We struck up a conversation, and offered to buy him some beer. He liked that idea. He was a skinny guy, none too clean, with a Camels pack rolled into the arm of his t-shirt. We produced the money and he got the goods from the liquor store next door, and then for politeness sake we all sat in my car and drank a beer, and while sitting there, the guy did an amazing thing:
With one hand he opened a book of paper matches, pulled one forward and closed the cover behind it, bent it and ignited it, then lit his cigarette and tore the burnt-out match from the book! All with one hand!
I got him to show me slowly, and I practiced this over and over, because I just knew that it would make me very, very cool. I probably could still do it, but frankly I’m just not cool any more, and no longer smoke.
We soon said adios to our new friend, because we now possessed a case of beer and a large house all to ourselves. Naturally, throwing a party seemed like a good idea at the time.
Back in Henrietta, we sat around at the Lo-Boy Drive-Inn and when friends showed up, we invited them to my party. After a while, Lefevre left to fetch his 1967 Impala, him needing to drive back to Wichita Falls to collect a date for the evening.
Lefevre was a famous ladies man.
He was widely considered to be smooth of speech. We all believed that he could walk into any building and come out with a girl on each arm.
Lefevre himself was the first to promulgate this legend. He himself explained to me that he was no longer at the level of trying to get laid; he was at a higher level, where he concentrated on the best way to do it with each particular girl. There was more to this speech, but perhaps that’s enough for now.
That evening, when it got dark, people began showing up. More and more of them. Cars were parked on the street, then on the lawn. Upstairs was lottso beer. Downstairs in my beatnik’s lair, the basement, was cool jazz music, and a quiet spot.
Somehow, during the evening, Lefevre and his date became ensconced in that basement, and everybody else was locked out. Well, how typical, we thought.
We drank beer and told lies, and mostly it was just a bunch of guys sitting around, because all the girls but one had gone home. Paul H. I think it was also had a date, who was now complaining that she needed to go home.

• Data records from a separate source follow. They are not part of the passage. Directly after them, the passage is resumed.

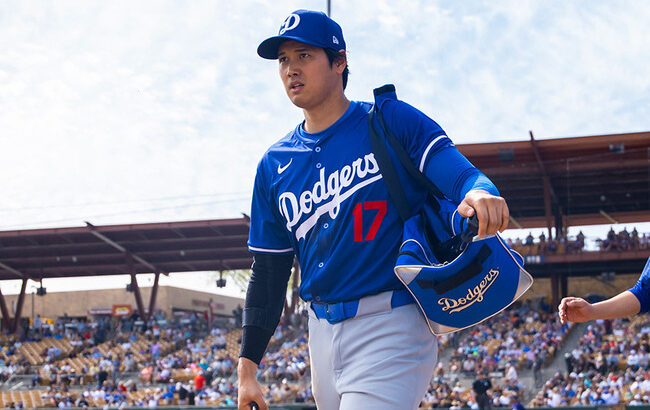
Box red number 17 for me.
[352,201,386,242]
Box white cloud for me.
[0,0,650,234]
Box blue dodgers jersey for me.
[248,101,453,302]
[629,258,650,313]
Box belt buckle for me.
[325,302,345,324]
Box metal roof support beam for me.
[600,209,619,225]
[551,272,560,312]
[0,262,27,279]
[125,252,147,321]
[147,272,160,321]
[11,279,27,333]
[86,221,168,275]
[528,131,562,239]
[0,290,11,331]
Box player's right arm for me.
[237,156,294,410]
[237,254,293,410]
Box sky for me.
[0,0,650,293]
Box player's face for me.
[278,40,345,110]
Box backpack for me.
[369,84,533,335]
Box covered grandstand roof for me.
[458,132,650,228]
[0,132,650,280]
[0,217,252,280]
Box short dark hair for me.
[323,48,350,90]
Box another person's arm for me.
[558,258,650,323]
[558,290,641,323]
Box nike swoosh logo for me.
[278,158,293,174]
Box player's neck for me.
[302,93,350,133]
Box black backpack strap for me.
[377,107,444,199]
[368,105,411,221]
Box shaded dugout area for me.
[0,132,650,331]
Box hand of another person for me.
[558,297,594,323]
[458,189,510,238]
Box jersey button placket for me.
[313,146,323,169]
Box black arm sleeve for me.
[239,253,293,364]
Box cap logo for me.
[278,13,300,35]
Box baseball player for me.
[238,10,509,410]
[558,258,650,323]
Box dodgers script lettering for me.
[438,269,499,314]
[278,153,381,240]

The problem was that she was supposed to ride back to her home in Wichita Falls with Lefevre and his date, and they were inaccessible. Finally Paul H. gave up, and drove her home. The party was definitely thinning out.

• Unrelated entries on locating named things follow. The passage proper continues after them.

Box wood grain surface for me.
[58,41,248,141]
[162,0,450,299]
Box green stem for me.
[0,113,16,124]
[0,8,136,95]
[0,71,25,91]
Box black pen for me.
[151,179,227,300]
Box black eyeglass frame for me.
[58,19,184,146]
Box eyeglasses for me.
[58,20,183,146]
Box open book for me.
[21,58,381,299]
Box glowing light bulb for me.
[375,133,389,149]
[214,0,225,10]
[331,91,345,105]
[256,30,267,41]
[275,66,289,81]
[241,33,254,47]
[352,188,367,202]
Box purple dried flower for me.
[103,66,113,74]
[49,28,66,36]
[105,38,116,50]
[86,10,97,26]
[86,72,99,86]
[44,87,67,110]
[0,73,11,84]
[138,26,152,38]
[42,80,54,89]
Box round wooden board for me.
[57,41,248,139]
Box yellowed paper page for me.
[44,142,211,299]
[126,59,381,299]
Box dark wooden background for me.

Then somebody noticed the intercom system. My parents had installed this fancy intercom with a station in their bedroom, and one in the children’s room, and one in the basement. That was the same basement in which Lefevre and date were barricaded.
Naturally, wanting to give them every consideration, we refused to listen in for at least a minute or two. When we turned it on, we could hear them, but they couldn’t hear us. The girl was complaining.
“Take me home,” she said. “I’ll get in trouble.” Then we heard Lefevre.
“Come here,” he said.
There were some moments of silence and rustling, and then she began again that she had to go home, that he must take her home right now.
“Come here,” he said.
She objected, became angry, remonstrated with him.
“Come here,” he said.
She became tearful, pleading that she’d be in trouble.
“Come here,” he said.
This went on for a long time. Then there was a long silence and more rustling, for a long time.
After a while, Lefevre and the girl appeared in the living room. He said he’d be taking her home now. They left.
What a smooth-talking guy! No wonder he did so well with the ladies!